The $40 million will be discussed in the state Assembly and Senate. The governor’s administration will negotiate with both houses and eventually budget committees will vote, said Hayden. Then it would go to a floor vote and ultimately to the governor’s desk. But those processes can get delayed and take months so it could be some time before any decisions on the additional funding are made, she added.
Even if the $40 million makes it through, it’s just the beginning of needed money, said Hayden.
“Just as a starting point we know that much more than this additional $40 million is going to be needed to really start addressing this issue at scale,” said Hayden. “We have a long way to go.”
According to EDF estimates, the amount of farmland that might need to be taken out of production and repurposed could be a multibillion dollar undertaking, said Hayden.

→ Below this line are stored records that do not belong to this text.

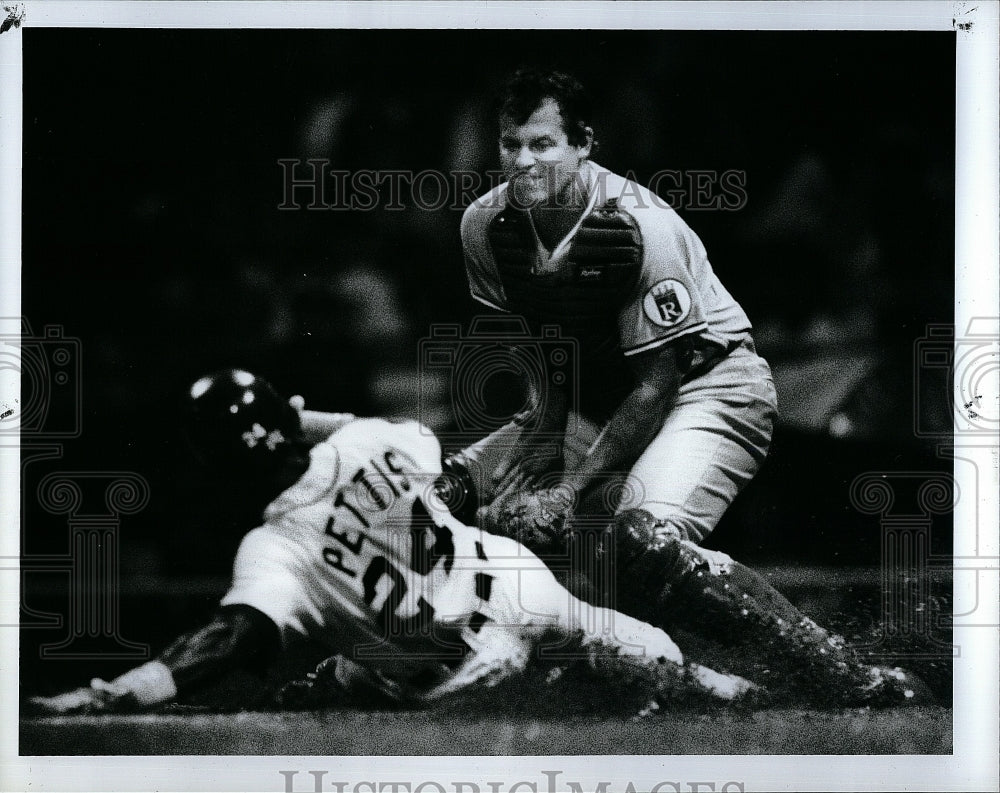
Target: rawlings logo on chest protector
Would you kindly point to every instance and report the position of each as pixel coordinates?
(599, 272)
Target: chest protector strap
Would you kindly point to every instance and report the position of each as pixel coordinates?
(593, 283)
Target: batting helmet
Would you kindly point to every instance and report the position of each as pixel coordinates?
(237, 420)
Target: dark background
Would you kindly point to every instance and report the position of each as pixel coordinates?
(151, 233)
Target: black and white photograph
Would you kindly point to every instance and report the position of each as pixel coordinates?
(468, 397)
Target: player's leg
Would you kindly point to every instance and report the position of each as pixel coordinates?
(618, 647)
(675, 583)
(711, 445)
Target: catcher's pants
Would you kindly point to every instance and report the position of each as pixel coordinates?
(711, 444)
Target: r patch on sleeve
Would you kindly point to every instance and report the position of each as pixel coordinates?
(667, 303)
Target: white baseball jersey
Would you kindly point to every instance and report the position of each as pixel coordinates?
(360, 554)
(677, 293)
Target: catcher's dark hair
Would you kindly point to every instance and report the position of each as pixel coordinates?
(528, 87)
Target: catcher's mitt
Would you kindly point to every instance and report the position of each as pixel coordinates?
(536, 519)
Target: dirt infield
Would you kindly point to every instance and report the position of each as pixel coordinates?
(894, 731)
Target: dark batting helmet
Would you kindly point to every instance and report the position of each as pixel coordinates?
(237, 420)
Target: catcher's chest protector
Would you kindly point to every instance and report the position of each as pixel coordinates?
(589, 288)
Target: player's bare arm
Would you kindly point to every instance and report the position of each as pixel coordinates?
(637, 419)
(530, 457)
(237, 637)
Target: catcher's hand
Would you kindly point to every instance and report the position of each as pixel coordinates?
(536, 519)
(99, 697)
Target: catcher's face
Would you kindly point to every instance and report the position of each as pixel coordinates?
(537, 158)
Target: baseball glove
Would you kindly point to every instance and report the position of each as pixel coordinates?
(536, 519)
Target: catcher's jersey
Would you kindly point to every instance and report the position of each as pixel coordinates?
(676, 294)
(360, 555)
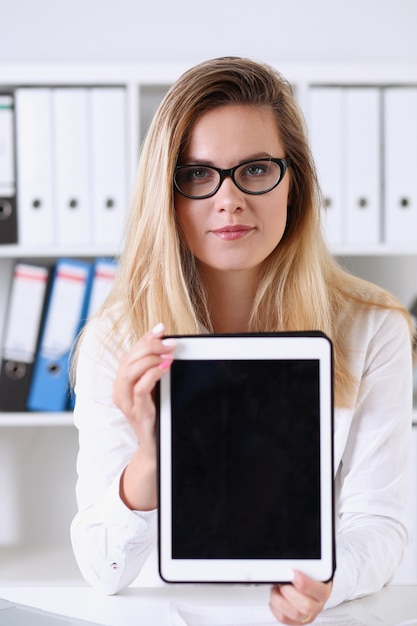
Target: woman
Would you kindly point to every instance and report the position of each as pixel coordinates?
(224, 236)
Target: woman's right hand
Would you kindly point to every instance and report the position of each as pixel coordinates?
(133, 392)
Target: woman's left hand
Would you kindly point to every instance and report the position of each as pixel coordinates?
(299, 602)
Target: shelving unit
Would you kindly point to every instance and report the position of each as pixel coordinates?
(38, 450)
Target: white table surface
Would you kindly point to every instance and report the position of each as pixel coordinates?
(150, 606)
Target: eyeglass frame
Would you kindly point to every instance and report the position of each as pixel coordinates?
(283, 163)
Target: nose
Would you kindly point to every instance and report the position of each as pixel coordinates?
(229, 197)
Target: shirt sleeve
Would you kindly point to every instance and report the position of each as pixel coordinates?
(110, 542)
(372, 477)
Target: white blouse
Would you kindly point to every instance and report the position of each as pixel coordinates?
(372, 458)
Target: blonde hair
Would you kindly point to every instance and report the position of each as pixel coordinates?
(301, 287)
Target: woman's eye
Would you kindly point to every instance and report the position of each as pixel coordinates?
(255, 170)
(199, 174)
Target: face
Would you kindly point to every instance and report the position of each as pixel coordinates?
(233, 230)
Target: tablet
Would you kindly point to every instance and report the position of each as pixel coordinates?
(245, 459)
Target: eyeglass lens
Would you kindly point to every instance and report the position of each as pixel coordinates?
(255, 177)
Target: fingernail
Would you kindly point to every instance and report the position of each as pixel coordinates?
(169, 342)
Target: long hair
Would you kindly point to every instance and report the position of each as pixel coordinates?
(301, 285)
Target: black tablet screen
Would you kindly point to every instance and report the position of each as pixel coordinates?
(245, 459)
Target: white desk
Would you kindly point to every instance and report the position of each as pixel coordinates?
(150, 606)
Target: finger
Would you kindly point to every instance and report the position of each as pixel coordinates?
(315, 589)
(292, 607)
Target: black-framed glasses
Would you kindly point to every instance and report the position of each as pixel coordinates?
(254, 177)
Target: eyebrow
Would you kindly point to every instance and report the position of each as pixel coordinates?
(197, 161)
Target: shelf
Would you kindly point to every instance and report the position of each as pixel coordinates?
(17, 251)
(36, 419)
(53, 566)
(370, 250)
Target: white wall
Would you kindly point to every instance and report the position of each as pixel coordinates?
(185, 30)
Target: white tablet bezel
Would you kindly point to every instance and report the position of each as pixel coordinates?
(261, 346)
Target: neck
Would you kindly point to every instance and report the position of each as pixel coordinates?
(230, 299)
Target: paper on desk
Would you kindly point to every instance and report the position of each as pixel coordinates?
(244, 615)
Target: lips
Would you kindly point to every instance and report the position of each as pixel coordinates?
(232, 231)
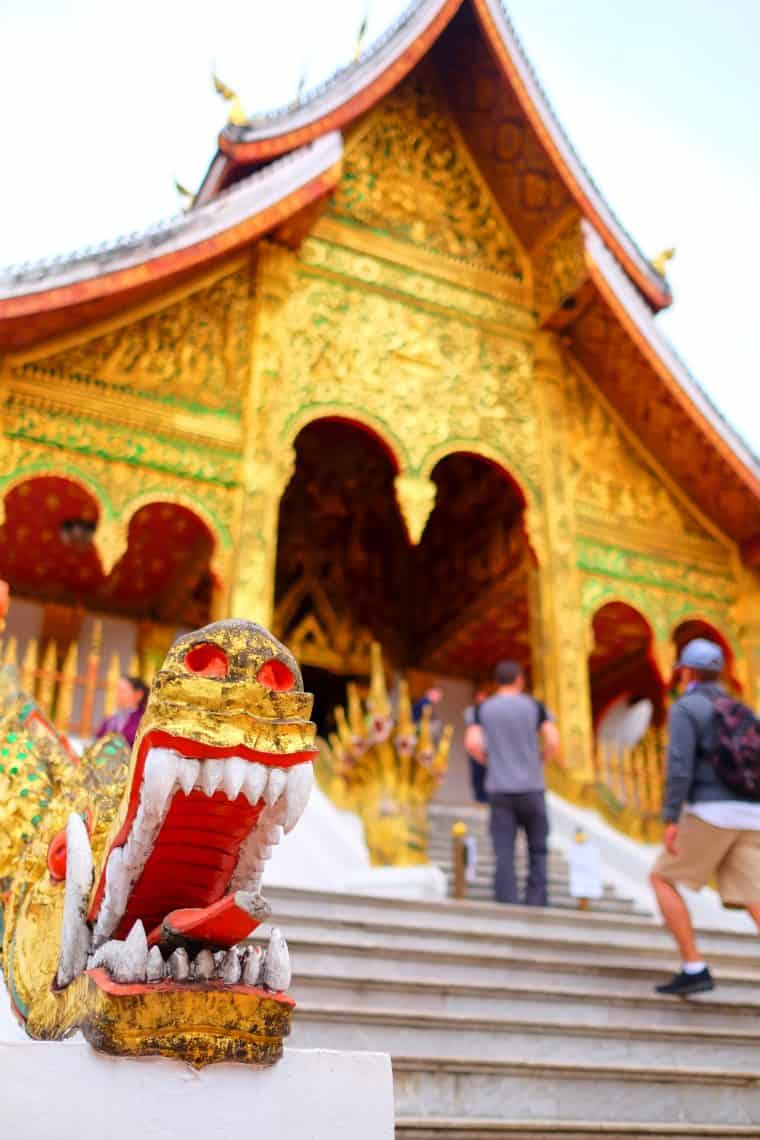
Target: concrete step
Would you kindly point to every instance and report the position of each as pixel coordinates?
(568, 1004)
(488, 928)
(470, 1089)
(331, 955)
(561, 900)
(546, 952)
(507, 1039)
(444, 1128)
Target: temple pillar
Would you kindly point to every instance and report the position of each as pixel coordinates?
(749, 621)
(563, 628)
(416, 497)
(111, 539)
(268, 463)
(253, 591)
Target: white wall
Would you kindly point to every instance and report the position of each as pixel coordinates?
(24, 621)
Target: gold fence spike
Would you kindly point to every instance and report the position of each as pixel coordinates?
(356, 715)
(29, 667)
(112, 680)
(378, 702)
(96, 637)
(405, 725)
(65, 702)
(441, 762)
(48, 677)
(425, 738)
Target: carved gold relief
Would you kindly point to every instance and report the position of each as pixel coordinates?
(423, 381)
(193, 353)
(558, 269)
(611, 479)
(407, 173)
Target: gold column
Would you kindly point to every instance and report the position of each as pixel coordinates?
(253, 592)
(749, 620)
(267, 462)
(553, 536)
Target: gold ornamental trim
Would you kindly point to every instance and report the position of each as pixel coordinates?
(463, 276)
(135, 412)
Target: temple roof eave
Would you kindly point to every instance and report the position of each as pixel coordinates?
(629, 307)
(361, 84)
(236, 217)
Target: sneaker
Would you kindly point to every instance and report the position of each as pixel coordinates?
(684, 985)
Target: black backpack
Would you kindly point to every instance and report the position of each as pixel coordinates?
(736, 755)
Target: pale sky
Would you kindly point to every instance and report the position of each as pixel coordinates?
(104, 105)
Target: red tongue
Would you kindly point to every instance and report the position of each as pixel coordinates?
(221, 925)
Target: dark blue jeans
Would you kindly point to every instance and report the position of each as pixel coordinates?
(508, 813)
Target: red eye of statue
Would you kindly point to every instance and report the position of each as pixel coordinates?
(206, 660)
(276, 676)
(57, 856)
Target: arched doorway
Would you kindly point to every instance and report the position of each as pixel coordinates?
(444, 610)
(62, 601)
(627, 690)
(473, 572)
(47, 548)
(342, 560)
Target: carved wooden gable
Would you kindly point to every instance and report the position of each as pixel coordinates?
(408, 174)
(191, 355)
(612, 479)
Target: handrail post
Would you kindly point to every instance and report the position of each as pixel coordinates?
(459, 858)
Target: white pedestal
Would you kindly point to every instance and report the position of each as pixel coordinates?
(71, 1092)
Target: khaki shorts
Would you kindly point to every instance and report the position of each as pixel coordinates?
(703, 852)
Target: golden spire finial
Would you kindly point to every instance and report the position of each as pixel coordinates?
(187, 196)
(362, 32)
(236, 113)
(356, 716)
(405, 726)
(660, 263)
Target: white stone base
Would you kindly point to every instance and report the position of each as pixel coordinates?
(73, 1093)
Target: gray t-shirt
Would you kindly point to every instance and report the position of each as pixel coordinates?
(511, 724)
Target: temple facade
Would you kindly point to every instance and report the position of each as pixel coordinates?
(394, 376)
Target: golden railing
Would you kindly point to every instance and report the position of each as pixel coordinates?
(627, 787)
(73, 695)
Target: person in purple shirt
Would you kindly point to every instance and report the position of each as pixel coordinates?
(131, 698)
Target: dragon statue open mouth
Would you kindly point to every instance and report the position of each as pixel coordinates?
(129, 913)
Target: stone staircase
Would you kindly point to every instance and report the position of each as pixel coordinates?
(515, 1022)
(481, 887)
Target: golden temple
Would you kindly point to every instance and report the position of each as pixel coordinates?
(394, 375)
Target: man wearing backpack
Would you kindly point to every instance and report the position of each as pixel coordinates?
(711, 807)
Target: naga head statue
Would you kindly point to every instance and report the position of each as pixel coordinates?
(132, 902)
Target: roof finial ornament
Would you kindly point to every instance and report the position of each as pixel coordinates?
(187, 196)
(236, 113)
(300, 89)
(660, 263)
(362, 32)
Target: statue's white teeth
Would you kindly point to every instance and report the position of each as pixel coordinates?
(125, 961)
(282, 794)
(300, 782)
(156, 969)
(276, 974)
(75, 936)
(252, 965)
(130, 961)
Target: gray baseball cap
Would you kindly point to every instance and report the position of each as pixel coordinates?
(701, 654)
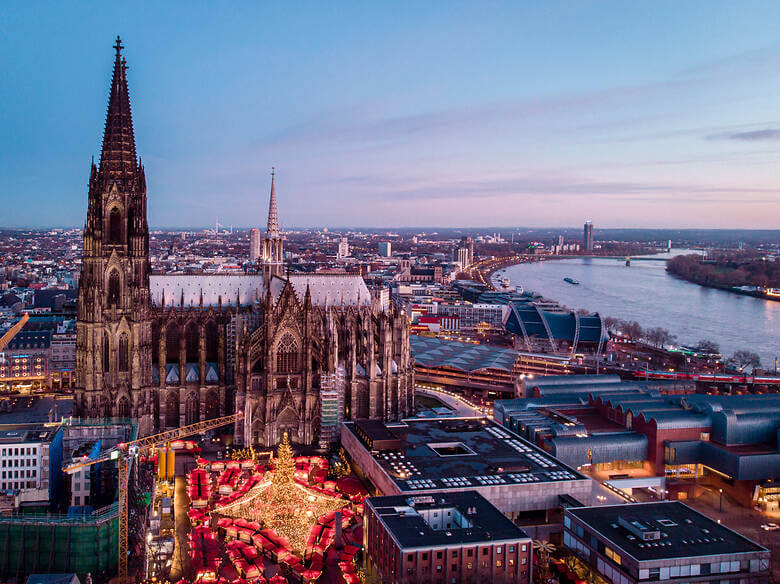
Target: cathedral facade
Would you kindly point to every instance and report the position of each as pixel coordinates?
(294, 352)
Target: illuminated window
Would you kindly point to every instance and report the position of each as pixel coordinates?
(287, 355)
(612, 555)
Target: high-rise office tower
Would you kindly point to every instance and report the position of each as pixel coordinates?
(587, 239)
(464, 252)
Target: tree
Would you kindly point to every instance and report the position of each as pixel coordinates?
(708, 346)
(743, 359)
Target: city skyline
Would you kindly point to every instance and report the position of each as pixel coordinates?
(527, 116)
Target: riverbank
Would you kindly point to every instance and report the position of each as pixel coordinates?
(646, 293)
(746, 276)
(732, 289)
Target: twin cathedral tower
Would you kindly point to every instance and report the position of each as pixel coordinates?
(169, 350)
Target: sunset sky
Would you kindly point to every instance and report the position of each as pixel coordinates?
(631, 114)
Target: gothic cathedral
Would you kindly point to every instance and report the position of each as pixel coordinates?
(295, 352)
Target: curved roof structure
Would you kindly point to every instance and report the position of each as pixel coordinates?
(531, 323)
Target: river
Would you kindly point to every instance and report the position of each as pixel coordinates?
(646, 293)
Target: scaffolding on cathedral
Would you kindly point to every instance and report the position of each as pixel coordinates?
(331, 405)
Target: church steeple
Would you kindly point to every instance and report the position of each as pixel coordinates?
(272, 263)
(113, 337)
(118, 154)
(273, 216)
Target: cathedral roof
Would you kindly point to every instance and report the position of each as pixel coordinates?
(326, 289)
(247, 287)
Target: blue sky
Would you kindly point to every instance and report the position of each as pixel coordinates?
(632, 114)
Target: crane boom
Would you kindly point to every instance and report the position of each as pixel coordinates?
(11, 333)
(120, 454)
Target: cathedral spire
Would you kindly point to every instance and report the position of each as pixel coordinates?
(273, 216)
(118, 154)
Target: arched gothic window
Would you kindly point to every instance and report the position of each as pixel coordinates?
(155, 342)
(212, 341)
(106, 354)
(172, 343)
(115, 226)
(113, 289)
(287, 355)
(193, 342)
(123, 410)
(124, 353)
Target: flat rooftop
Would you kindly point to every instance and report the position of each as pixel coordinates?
(27, 434)
(471, 520)
(35, 409)
(466, 357)
(684, 532)
(463, 453)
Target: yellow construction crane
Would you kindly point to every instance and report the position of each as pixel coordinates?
(11, 333)
(122, 452)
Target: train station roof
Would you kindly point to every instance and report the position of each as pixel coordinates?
(431, 352)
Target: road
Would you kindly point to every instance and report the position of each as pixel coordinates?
(460, 406)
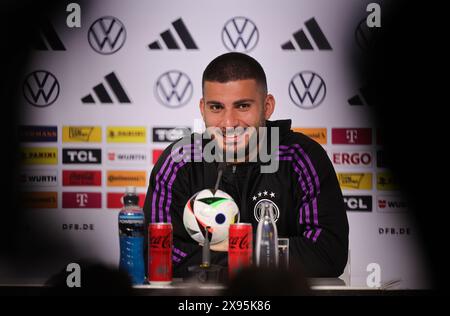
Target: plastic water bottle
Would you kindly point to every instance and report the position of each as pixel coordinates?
(266, 249)
(131, 237)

Hayden said that some people are concerned the program is going to lose steam as attention shifts to fixing local San Joaquin Valley groundwater plans, all of which so far have been deemed “incomplete” by the state Department of Water Resources.
But Hayden hasn’t found that to be true. Groundwater agency staff are prioritizing the repurposing program as a way to incorporate demand reduction into their plans, said Hayden.
“With this budget surplus, now is the time to secure increased funding to help farmers become more resilient to drought and the reality of less water,” wrote Hayden in an email. “This program is one clear strategy to support farmers as they reduce irrigation and voluntarily repurpose some lands to create new benefits like groundwater recharge and habitat.”